Ella Fitzgerald is a wood engraving created in 1999 by American painter and printmaker, James Gilbert Todd. It is pencil signed, titled, dated, and editioned 8/50. It also bears the artist’s red seal after the date. Ella Fitzgerald was printed by the artist on ivory Kitakata wove paper and the image measures 11 x 8-5/8 inches. It is illustrated on page 55 in Jazz Icons: Wood Engravings, Wood Cuts, and Paintings by James Gilbert Todd.
Ella Fitzgerald was dubbed “The First Lady of Song” for her perfect pitch and stunning vocal range. She could sing with a jazz ensemble or a philharmonic orchestra and could mimic every instrument in an orchestra. Ella recorded over 200 albums, sold over forty million albums, won thirteen Grammy awards, and performed twenty-six concerts at Carnegie Hall in New York. She was the most popular female jazz singer in the United States for half a century.
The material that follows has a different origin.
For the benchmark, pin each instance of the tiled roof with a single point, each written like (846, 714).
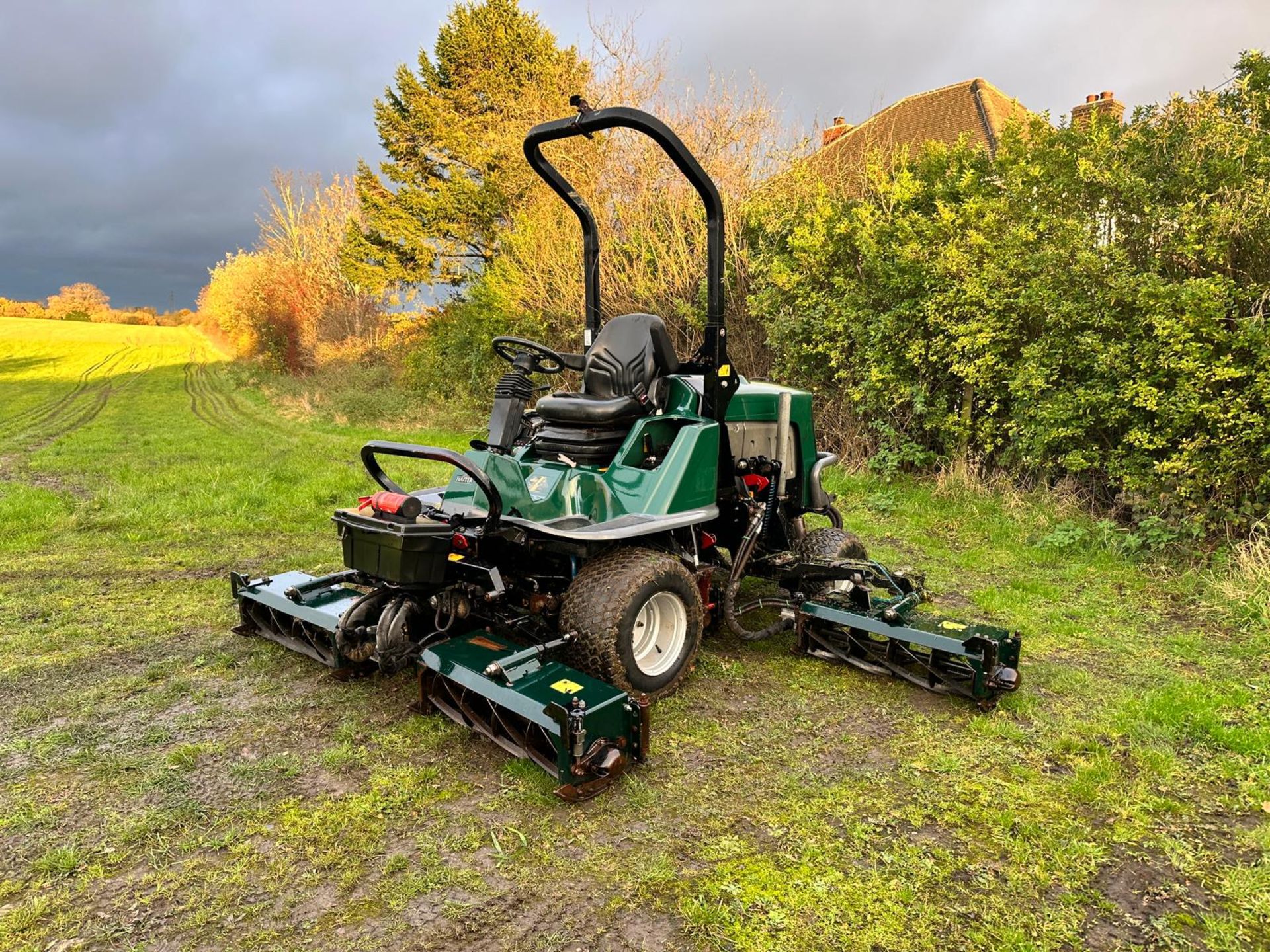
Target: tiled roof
(974, 108)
James Gilbert Todd, painter, printmaker, illustrator, and educator, was born in Minneapolis, Minnesota, on October 12, 1937. Todd attended the College of Great Falls, Montana from 1956 to 1959, and then continued his studies at the School of the Art Institute of Chicago and the University of Chicago. Todd received his MFA in painting and printmaking in 1970 from the University of Montana. He taught in Western Germany between 1965 and 1968, but returned to Montana where was Professor of Humanities at the University of Montana from 1971-80, and then Professor of Art from 1980-2000 when he retired. He has lived over forty years in Missoula, Montana in the Northwest Rocky Mountains.
Todd is a member of the Association Jean Chieze in France, the Wood Engravers Network in the United States, the Society of Wood Engravers and the Royal Society of Painter-Printmakers in the United Kingdom. He illustrated the books, A Radiant Map of the World by Rick Newby, Still Another Day by Pablo Neruda, and Woman Who Lives in the Earth by Swain Wolfe. His work is in the collections of the Montana Museum of Art and Culture; the Montana Historical Society; the Jiangsu Provincial Fine Arts Museum in China; the Honolulu Academy of Fine Arts; the Oaxaca Museum in Mexico; the Regensburg Museum, Germany; and the Ashmolean Museum in Oxford, England.